Лавр держался так, словно и он, и ливонцы, и Харузин неподвластны царству чумы и бояться им совершенно нечего. Он по целым часам сидел рядом с умирающими и разговаривал с ними, а ночевать устраивался сразу за порогом. Все-таки внутри было слишком душно.

На рассвете приезжала телега, запряженная старой, ко всему равнодушной лошадью. Казалось, животное прекрасно понимает, что происходит вокруг и обзавелось своего рода усталым цинизмом, который бывает свойствен немолодым сиделкам.

Двое мужчин с серыми лицами соскакивали с телеги и подходили к помещению старого склада. Эти мужчины тоже оставались для Харузина загадкой: они были до того, как чума сделала из них повелителей труповозки? Чем они занимались до чумы? И куда исчезнут, когда закончится бедствие?

Воистину, у эпидемии – собственная свита, как у настоящей королевы; и когда она удаляется, свита уходит вместе с ней. Неплохой сюжет для Андерсона. Кстати, Харузин не слишком любил великого сказочника. Еще в детстве его истории казались Сергею слишком печальными, слишком жестокими. Они исключительно умело причиняли боль. Может быть, поэтому в мультфильмах по «Стойкому оловянному солдатику» почти всегда изменяют финал? А «Соловей и Роза»? Да мало ли историй, вызывающих у ребенка слезы?

Сейчас, когда больные просили рассказать им «что-нибудь», Харузин никогда не прибегал к Андерсону. Что выбрать? «Оле-Лукойе»: «Этой мой брат, его зовут Смерть»? Нет уж, спасибо. Харузин предпочитал Гоголя – «Вечера на хуторе близ Диканьки» и «Вия», Пушкина – «Повести Белкина», а также, с некоторой адаптацией к эпохе, «Повесть о настоящем человеке» и «Как закалялась сталь».

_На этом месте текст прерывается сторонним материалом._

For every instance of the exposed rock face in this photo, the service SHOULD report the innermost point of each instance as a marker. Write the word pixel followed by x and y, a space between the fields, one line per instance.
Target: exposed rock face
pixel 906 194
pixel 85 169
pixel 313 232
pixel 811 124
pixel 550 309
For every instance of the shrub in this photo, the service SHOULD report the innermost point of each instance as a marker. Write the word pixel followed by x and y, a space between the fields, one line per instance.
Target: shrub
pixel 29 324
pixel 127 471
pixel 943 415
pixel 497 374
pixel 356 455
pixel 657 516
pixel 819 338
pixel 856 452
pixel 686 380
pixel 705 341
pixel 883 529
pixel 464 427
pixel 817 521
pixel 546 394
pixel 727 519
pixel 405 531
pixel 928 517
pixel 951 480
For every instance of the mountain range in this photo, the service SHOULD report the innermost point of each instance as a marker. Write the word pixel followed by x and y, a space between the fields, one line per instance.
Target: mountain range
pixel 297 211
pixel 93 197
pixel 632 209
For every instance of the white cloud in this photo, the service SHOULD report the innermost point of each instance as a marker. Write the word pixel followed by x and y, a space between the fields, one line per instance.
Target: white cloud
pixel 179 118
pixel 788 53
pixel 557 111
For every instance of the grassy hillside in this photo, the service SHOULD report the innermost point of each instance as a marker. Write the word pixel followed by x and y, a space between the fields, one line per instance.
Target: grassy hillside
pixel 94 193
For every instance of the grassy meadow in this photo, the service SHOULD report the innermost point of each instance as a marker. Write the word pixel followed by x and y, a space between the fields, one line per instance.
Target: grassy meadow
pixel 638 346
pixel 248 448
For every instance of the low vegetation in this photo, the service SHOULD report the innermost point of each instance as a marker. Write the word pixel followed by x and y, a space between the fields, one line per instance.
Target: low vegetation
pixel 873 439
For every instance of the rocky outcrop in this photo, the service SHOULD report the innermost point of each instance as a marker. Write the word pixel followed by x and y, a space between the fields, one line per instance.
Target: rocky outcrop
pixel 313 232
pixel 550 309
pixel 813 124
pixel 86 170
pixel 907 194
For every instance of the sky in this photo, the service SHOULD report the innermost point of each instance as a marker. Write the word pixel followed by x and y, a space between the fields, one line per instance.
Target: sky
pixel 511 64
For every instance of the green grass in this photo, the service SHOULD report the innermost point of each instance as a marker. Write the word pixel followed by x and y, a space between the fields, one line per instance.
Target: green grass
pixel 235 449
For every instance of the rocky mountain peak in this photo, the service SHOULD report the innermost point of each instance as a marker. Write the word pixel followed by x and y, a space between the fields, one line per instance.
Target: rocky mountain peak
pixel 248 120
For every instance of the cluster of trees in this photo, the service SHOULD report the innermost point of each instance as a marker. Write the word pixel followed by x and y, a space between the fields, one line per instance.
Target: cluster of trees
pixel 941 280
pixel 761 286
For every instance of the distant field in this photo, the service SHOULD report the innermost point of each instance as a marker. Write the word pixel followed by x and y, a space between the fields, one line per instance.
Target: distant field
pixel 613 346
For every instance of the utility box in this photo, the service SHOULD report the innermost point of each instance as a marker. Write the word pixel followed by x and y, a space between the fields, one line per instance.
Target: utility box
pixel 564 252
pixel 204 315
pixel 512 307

– Давайте мертвяков! – кричали люди с телеги.

Хмурые, деловитые, они входили в больницу, и лежащие на полу следили за ними так, словно от них что-то зависело.

Служители вытаскивали умерших, сваливали их в кучу и уезжали. Харузину казалось, что это всегда одни и те же люди, но Лавр заметил: время от времени один из них исчезал и на его месте появлялся другой, похожий на пропавшего как две капли воды. Видимо, это была какая-то особая порода.

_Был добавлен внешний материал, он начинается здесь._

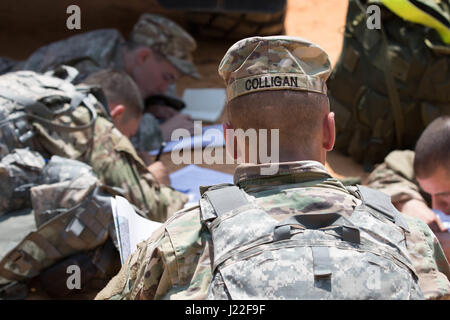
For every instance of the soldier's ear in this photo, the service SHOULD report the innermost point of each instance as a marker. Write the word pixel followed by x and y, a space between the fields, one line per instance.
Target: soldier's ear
pixel 329 132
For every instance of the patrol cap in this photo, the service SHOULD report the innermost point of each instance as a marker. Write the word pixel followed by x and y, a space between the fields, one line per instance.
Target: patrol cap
pixel 168 39
pixel 274 63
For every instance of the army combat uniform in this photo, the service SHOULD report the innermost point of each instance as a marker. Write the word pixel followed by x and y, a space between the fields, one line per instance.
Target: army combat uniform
pixel 395 177
pixel 185 258
pixel 175 262
pixel 103 49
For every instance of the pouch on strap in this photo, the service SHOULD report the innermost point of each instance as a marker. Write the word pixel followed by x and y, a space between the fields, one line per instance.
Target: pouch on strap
pixel 346 228
pixel 225 199
pixel 381 202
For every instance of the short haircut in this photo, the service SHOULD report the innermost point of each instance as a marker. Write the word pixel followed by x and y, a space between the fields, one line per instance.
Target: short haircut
pixel 297 114
pixel 433 148
pixel 118 88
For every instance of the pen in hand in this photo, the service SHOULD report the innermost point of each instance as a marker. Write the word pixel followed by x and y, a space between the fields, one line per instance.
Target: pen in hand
pixel 161 148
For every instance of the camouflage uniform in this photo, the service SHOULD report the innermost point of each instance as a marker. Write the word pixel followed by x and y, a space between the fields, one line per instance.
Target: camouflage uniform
pixel 102 49
pixel 106 150
pixel 176 262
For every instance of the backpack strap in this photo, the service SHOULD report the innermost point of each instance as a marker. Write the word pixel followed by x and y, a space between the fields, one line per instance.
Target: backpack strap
pixel 223 198
pixel 381 202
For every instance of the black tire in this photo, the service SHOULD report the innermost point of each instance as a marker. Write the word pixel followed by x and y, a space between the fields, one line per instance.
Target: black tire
pixel 236 25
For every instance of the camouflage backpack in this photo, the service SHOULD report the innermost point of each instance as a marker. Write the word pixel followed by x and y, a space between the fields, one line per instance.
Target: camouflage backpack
pixel 47 114
pixel 70 213
pixel 307 256
pixel 389 83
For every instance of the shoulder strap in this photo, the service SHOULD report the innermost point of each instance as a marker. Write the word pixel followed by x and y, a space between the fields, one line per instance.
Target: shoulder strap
pixel 381 202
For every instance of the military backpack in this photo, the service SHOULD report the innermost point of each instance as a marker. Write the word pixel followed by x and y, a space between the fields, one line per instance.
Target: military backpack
pixel 389 83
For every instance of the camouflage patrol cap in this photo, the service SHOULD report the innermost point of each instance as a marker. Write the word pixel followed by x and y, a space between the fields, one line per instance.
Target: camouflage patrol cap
pixel 274 63
pixel 168 39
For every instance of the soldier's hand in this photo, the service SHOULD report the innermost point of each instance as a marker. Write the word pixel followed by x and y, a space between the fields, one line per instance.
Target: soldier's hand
pixel 159 172
pixel 419 209
pixel 162 112
pixel 179 121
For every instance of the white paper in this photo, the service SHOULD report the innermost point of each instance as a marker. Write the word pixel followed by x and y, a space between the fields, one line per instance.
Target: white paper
pixel 189 179
pixel 131 228
pixel 204 104
pixel 445 219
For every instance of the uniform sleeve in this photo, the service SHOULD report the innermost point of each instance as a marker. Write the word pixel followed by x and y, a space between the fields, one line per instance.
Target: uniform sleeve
pixel 395 177
pixel 116 163
pixel 428 259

Меньше всего они напоминали гамлетовских могильщиков.

Тем утром, когда телега уже отъехала, какой-то человек, держа на руках тело женщины, побежал следом, крича:

– Забыли! Машу забыли!

Голова женщины удобно устроилась у него на плече – как, видимо, лежала она в прежние, более счастливые времена. Одна рука мягко, безвольно обвивала его шею, другая болталась. Почерневшее лицо скрывали завитки волос.

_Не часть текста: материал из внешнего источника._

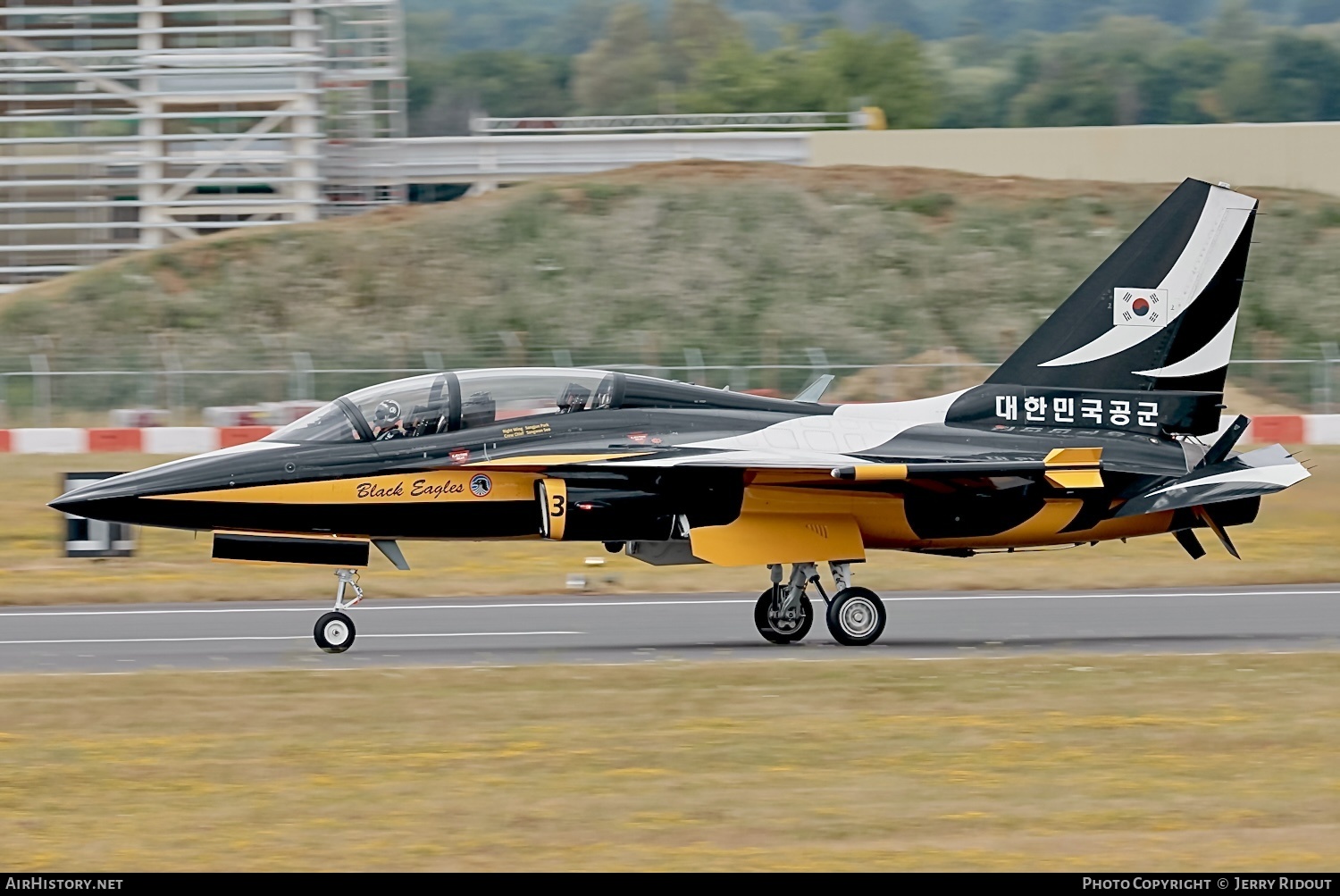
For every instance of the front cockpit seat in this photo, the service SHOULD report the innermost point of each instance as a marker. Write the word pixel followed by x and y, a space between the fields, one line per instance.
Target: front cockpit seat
pixel 574 398
pixel 477 410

Телега уже громыхала возле поворота, а человек все шел широкими, спотыкающимися шагами и взывал монотонно, безнадежно:

– Машу забыли!

Потом, видя, что могильщики скрылись, не слыша призывов остановиться, он замер на месте, опустился на мощатую мостовую и склонился лицом над телом жены. Так и просидел до следующего утра, когда их забрали уже обоих. Даже мертвые, они не размыкали объятий – так их и уложили на самое дно телеги, а поверх накидали еще целую кучу.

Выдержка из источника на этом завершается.